CHAPITRE 4 : Le texte après le texte ou le divertissement
ou la joie (im)prévue

Dans un grand nombre de ses pièces, Marivaux a utilisé des parties chantées, éventuellement dansées. Elles s’intègrent parfois dans le déroulement même de la pièce dont elles constituent un matériau essentiel. Ainsi dans Arlequin poli par l’amour  782 , Le Triomphe de Plutus  783 , Félicie  784 .

Parfois, la partie chantée, voire chorégraphiée, prend la forme compacte et ramassée du divertissement de clôture. Ce phénomène traverse le théâtre marivaudien ; de nombreux exemples en sont donnés par les pièces longues  785 .

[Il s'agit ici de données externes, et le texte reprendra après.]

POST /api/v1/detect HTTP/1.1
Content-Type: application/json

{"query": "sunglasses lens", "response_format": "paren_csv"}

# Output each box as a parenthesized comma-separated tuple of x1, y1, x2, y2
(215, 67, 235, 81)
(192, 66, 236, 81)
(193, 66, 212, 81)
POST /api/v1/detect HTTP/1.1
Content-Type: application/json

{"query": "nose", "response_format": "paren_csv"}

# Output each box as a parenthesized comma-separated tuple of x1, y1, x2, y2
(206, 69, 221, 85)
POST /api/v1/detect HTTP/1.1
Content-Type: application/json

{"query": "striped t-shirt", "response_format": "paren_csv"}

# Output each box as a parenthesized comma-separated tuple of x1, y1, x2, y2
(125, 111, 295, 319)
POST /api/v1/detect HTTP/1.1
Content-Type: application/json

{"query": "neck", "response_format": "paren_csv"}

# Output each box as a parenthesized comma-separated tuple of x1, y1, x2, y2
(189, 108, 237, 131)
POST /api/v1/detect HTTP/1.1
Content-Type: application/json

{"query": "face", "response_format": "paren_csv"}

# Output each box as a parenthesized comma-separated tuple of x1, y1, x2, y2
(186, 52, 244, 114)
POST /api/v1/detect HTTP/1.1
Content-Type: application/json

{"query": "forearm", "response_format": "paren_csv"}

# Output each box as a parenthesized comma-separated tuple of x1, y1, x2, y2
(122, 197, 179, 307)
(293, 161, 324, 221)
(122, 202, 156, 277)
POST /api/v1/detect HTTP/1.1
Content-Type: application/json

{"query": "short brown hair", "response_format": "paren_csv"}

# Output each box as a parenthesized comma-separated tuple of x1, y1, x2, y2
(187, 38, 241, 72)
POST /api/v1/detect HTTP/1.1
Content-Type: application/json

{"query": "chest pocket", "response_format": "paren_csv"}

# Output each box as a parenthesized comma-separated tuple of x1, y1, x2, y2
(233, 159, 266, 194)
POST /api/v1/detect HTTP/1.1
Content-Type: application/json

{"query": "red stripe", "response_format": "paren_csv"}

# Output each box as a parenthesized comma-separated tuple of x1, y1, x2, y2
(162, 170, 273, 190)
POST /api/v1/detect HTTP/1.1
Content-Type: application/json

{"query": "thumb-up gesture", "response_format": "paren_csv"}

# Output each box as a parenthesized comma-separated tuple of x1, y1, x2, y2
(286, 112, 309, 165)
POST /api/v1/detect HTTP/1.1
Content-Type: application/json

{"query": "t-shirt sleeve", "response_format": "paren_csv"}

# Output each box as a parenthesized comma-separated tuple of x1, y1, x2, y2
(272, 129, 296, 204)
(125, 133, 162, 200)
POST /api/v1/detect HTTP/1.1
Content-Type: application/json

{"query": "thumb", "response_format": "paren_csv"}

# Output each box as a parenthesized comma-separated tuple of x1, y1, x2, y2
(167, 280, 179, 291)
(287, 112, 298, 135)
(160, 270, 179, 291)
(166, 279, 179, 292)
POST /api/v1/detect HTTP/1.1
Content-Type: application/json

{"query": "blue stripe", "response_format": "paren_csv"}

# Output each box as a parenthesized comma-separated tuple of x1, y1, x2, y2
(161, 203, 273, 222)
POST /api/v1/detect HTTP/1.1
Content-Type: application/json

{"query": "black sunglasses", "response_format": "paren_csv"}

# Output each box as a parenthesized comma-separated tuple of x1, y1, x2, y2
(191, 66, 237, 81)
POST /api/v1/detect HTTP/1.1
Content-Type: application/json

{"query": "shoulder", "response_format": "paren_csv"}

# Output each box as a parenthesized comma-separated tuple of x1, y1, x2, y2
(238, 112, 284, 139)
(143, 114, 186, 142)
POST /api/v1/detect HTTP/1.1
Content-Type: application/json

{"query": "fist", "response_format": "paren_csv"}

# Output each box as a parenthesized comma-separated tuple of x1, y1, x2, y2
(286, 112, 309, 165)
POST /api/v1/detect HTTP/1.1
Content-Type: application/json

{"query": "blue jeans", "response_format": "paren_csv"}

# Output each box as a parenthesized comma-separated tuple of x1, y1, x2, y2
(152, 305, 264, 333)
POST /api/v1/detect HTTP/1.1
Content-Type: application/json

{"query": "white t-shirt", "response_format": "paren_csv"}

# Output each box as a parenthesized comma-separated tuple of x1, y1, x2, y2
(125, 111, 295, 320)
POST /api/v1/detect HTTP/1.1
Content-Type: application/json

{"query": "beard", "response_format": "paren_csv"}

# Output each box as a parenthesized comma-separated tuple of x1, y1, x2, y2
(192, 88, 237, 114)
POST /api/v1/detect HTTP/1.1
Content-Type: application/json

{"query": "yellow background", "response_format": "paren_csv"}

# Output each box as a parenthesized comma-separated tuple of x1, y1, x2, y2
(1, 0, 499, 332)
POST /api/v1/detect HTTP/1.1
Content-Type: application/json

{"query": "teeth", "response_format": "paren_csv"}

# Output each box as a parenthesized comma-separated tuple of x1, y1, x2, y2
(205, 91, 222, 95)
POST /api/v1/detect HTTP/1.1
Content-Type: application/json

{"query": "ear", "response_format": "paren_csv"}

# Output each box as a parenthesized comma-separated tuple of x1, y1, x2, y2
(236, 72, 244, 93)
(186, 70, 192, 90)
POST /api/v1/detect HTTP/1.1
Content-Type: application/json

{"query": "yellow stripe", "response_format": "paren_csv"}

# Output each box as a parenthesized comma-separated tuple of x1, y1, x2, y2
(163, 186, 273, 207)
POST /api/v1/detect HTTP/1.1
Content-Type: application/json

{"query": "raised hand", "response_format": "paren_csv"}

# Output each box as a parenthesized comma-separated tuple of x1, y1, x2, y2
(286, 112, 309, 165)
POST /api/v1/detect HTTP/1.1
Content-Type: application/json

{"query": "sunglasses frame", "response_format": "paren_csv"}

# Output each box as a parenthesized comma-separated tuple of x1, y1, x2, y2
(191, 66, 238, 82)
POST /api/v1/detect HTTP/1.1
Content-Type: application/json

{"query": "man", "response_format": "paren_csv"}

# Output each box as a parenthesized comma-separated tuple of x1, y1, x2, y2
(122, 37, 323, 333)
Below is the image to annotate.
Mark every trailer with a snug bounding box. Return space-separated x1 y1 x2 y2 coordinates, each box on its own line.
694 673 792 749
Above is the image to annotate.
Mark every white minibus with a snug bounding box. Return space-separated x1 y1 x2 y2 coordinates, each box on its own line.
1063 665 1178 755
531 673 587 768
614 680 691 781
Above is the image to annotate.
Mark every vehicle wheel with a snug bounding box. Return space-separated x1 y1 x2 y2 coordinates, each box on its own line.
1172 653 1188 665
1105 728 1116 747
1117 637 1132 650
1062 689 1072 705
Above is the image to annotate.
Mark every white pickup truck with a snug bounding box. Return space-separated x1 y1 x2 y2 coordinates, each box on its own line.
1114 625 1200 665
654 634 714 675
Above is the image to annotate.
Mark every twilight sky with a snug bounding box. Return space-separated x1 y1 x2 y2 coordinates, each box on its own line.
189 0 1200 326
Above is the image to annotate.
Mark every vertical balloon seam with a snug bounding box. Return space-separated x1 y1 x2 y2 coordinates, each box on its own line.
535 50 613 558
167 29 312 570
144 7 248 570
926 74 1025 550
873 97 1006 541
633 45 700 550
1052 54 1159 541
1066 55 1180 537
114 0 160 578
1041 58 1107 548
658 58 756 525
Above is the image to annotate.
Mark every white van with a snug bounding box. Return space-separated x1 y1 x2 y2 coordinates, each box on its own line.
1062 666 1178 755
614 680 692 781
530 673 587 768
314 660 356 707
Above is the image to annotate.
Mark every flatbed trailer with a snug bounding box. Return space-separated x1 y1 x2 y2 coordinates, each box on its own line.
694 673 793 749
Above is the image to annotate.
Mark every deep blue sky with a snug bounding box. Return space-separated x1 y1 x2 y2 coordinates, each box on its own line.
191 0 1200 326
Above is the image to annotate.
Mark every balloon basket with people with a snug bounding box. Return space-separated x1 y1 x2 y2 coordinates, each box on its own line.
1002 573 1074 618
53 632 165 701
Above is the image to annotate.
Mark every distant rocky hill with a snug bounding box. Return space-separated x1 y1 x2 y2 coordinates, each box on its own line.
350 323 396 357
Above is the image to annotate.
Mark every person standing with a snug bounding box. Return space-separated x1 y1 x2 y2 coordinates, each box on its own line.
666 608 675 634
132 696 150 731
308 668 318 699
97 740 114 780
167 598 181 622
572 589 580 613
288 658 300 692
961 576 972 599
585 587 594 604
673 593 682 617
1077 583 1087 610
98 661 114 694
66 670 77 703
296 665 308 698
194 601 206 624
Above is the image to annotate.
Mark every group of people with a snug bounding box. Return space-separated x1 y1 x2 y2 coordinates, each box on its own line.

Pour les pièces courtes, les exemples sont nombreux également, mais le corpus est lacunaire. Le divertissement peut être attesté par les témoignages contemporains mais il s’est perdu depuis, comme celui de La Joie imprévue, composé par F. Riccoboni et Deshaies (ou Des Hayes)  786 . Dans d’autres cas, on ne connaît que les couplets cités par Le Mercure ou par le Recueil des Divertissements du nouveau Théâtre italien de Mouret. Nous avons ainsi une portion de la partie chantée du Dénouement imprévu  787 et d’Arlequin poli par l’amour  788 . Parfois, les textes perdus réapparaissent : on a ainsi retrouvé le divertissement de L’Île des esclaves  789 .

L’hétérogénéité du corpus et son caractère lacunaire nous invitent à préférer un champ d’étude stable. Nous bornerons donc nos remarques aux divertissements que nous avons en intégralité dans les éditions constituant la vulgate, à savoir ceux du Triomphe de Plutus, de L’École des mères et de L’Épreuve. Le texte en est donné dans l’annexe 2, p. 653.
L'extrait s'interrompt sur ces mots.